勇太のマンションは学校のすぐそばにあって、私が乗る電車の駅はその先にあったから、付き合う前は勇太のマンションの前でいつも別れてた。
告白した日は、駅の前まで送ってもらうと、何となく離れるのが寂しくなって、二人でもう少しだけ歩くことにした。
どれくらい歩いたのか、気づいたら小さな教会を見つけた。まだ始まったばかりの二人には教会=結婚なんて結びつかなかったけど、小さな偶然にお互い運命みたいなものを感じていたのを覚えてる。
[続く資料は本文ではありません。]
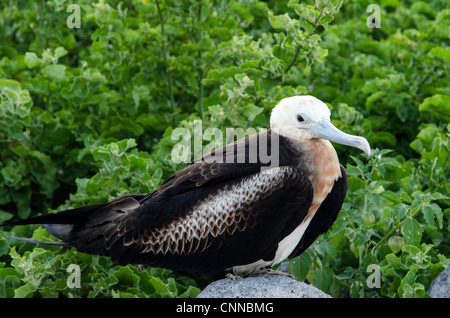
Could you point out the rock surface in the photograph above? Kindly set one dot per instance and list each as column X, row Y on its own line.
column 440, row 287
column 262, row 286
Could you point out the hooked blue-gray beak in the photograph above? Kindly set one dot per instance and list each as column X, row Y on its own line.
column 326, row 130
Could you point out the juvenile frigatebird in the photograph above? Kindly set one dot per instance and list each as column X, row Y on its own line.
column 226, row 216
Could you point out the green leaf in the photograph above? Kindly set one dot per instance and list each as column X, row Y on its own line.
column 25, row 291
column 438, row 105
column 31, row 60
column 56, row 72
column 412, row 231
column 279, row 21
column 324, row 278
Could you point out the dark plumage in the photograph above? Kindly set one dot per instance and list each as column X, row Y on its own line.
column 211, row 217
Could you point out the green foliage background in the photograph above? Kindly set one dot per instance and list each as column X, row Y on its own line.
column 87, row 114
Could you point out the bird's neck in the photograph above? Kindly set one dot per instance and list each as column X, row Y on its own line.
column 321, row 164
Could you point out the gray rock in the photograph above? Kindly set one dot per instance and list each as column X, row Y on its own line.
column 261, row 286
column 440, row 287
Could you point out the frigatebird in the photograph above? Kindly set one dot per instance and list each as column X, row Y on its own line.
column 218, row 217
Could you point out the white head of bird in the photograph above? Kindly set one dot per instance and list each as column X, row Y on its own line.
column 303, row 118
足を止めた場所に、あの時の教会があった。遠慮がちについているイルミネーションで、かろうじてわかる外観は、少し古くなってるけど、変わらないままに…。
「覚えてる?」
「うん」
忘れるわけない…言いかけた言葉は飲み込んだ。
「あの日、莉緒といっしょに見つけた教会」
「うん」
「莉緒がいなくなって、莉緒のいそうな所を片っ端から探したんだ」
「…」
「でも、どこにもいなくて。いるはずのない大学や歩いた場所まで思い出しながら探した」
勇太の表情が見えないけれど、言葉から、その時の必死さが伝わってくる。
「ここにも何度も来た、偶然見つけた場所だったから、探したけど…」
「莉緒」
「…」
「俺は周りが見えてなかったよな、親父のこともわかってなかった」
「…そんなことな…」
「莉緒に再会して、もう一度って思っても無理だって言われて、わかってるのに落ち込んだ」
「…」
「どうしていいか分からないけど、このままじゃだめなこともわかってる」
「…」
「それでも、ここを二人で見つけた時の気持ちと変わらないなら考えてほしい」
「考える…?」
「俺とのこと、二人のこと……」
「二人のこと…」
「クリアにするって言っても信用できないと思う…けど、信じてほしい」
「…」
黙ったままの私の前に勇太が立つ
「好きです…俺の彼女になってください」
あの日と同じ言葉で告白してくれる勇太がここにいる。
「…私でいいの…?」
「お前以外ありえないけど…?」
少し前まで、否定していた自分の気持ちは、勇太の言葉が溶かしてしまった。だからといって不安が取り除けるわけでもない…それでも信じたい。あの時、お父さんの言葉だけで、勇太を信じなかった自分を後悔したから…。
「お願い…します」
言葉を言い終える前に抱きしめられた。
「良かった…ありがとう莉緒」
「…うん」
車へ帰る道、並んで歩いてると不意に差し出された勇太の左手、迷わず右手を出した私と目があって笑うとその手を強く握った。